4. They are the victim in every story, it is never their fault.
‘Listen carefully to how they tell their story.
“Is it everyone’s fault that xyz happened? The narcissist will always paint a picture where he/she is the saint and everyone else is bad.
“They never take responsibility for anything, offer insincere apologies and use various forms of emotional abuse to silence people or escape responsibility.

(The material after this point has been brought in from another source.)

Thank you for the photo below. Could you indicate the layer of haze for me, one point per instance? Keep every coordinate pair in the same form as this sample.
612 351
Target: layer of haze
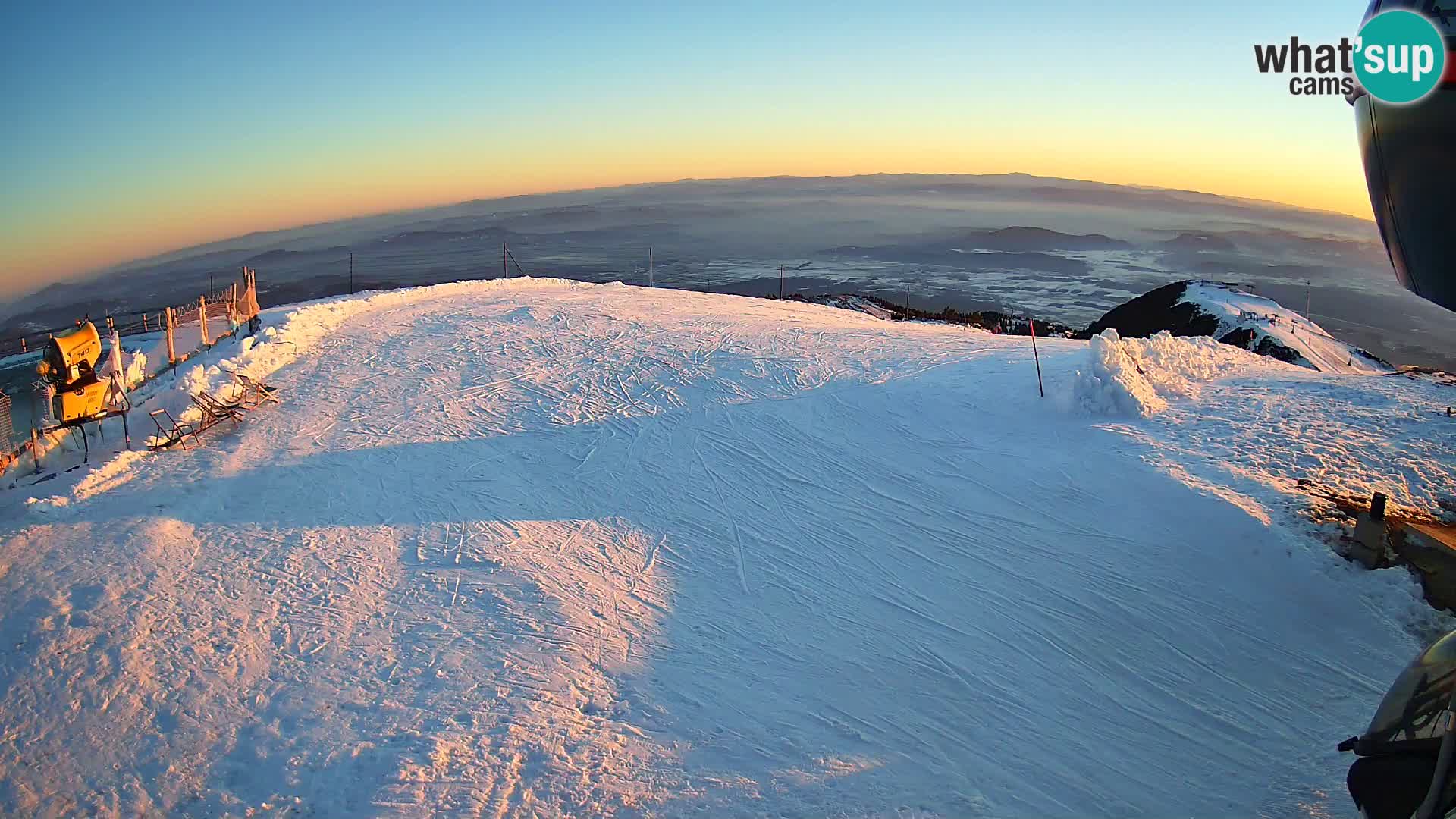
142 129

Often there can be a false acceptance of responsibility, but listen carefully to the justification for why it is not their fault.
“If someone really meant an apology, they would say, ‘I did this and I shouldn’t have done it, I’m sorry I hurt you, I won’t do it again,’ and they don’t .
“They can explain why they did what they did, and they can explain that there was no malicious intent, but they will still accept that they did something that hurt someone else.
‘The narcissist will say, ‘I’m sorry you feel that way, I didn’t mean it, it’s because xyz happened so it’s not my fault.’ There’s a big difference!’
5. They make you feel bad because you hold them accountable
“Motivational empathy is the cornerstone of how a narcissist escapes responsibility.
“They will use your empathy for them to avoid challenging them.” “Oh, then I’m just the worst person in the world” “I might as well give up, I’m so useless” (veiled suicide threats are very common and should be met with “I’m going to call the emergency services” because if they need it, they will get it, but if you are manipulated, it will expose the manipulation.
‘It could also be: ‘After all I’ve done for you, you can’t do x for me?’, ‘You’re so mean to me.’ Or “I just don’t know how I’m going to pay my bills this month, I’m so stressed, I can’t even afford to eat…” to trick you into offering them money, because what kind of person would do that? allow another to go hungry?
“NPD is much bigger than this behavior, and we are not for one second suggesting that you can use this to diagnose someone. But all of these behaviors are toxic and make the narcissist feel like the most important person in the world.”